Wow. It Just Gets Better.

I didn't think Aix-en-Provence could get any better until this morning when the Tuesday market proved otherwise.  While there is a daily farmer's market in Aix, come Tuesday, Thursday and Saturday the whole town is basically transformed into one type of market or another.  One could spend hours strolling through the different markets across town. 

There is the flower market outside the Hotel de Ville.

There is the regular farmer's market which brings more booths to Place Richelme on Tuesday, Thursday and Saturday than on other days. This calisson vendor is one example.  Calissons are a regional treat comprised of almonds and fruit.  You just have to try one when you are in Aix or your visit is not complete.

Another welcome addition today was the honey man.

As well as the much enlarged seafood stand.

How scary does this fish (a monkfish) look?  For 30 Euros he's all yours.  He was caught in the Mediterranean, if that for any reason makes him more appealing. 

The market taking place at Place des Precheurs was really outstanding.  Everything from fresh fruit and vegetables stands to butchers, chicken roasters, cheese sellers, and spice hawkers was found.  Plus, right across the street one can find all kinds of pottery, jewelry, soaps and clothes.  It's an adult candyland.

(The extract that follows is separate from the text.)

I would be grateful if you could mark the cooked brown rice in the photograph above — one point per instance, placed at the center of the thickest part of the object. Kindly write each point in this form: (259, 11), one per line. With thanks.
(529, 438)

By 11 am, the paella man was getting close to selling out.  Of course, I couldn't pass up the opportunity sample his fare.  After contemplating all the add-on options, I opted for chicken, mussels, shrimp and chorizo.  Jealous, aren't you?

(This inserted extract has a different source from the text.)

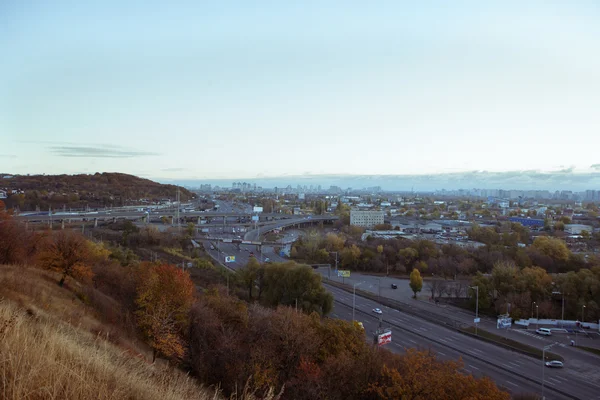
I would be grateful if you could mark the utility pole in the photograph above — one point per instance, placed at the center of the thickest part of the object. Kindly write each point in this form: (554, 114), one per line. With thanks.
(354, 299)
(177, 211)
(476, 306)
(544, 365)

I was intrigued by the spice man.  I wanted so badly to be a permanent resident here so I could scoop up several spices and head home with them to make marvelous meals.  Alas, that is not the case.  So, instead I settled for sticking around and smelling all the different scents for as long as I could before I became annoying.

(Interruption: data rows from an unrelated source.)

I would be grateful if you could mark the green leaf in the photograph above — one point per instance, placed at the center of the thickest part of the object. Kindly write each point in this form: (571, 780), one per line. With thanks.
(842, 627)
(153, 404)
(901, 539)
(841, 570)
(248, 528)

This is without a doubt a new addition to the market - a macaron stand.  Macarons are all the rage everywhere right now.  So much so that the trend has hit the small town market.

Ah, my favorite stand - the rotisserie.  The smell wafting from this place would bring even a vegetarian to her knees.  It's simply heavenly.  I struck up a conversation with the nice elderly gentleman who ran this joint, and he stole my heart.  I handed over five Euros at the end of our conversation, and he put away a perfectly roasted bird and the accompanying juice-soaked potatoes for me.  Before leaving the market, I dropped back by the stall, picked up my piping hot lunch and had to restrain myself from tearing open the bag before getting back to the apartment.

The colorful pottery was calling my name, but considering the large amount of things I am bringing home already I had to be content with just looking today.

I was in awe of the craftsman fashioning chairs during the bustling market. 

The free entertainment made and already perfect morning even better.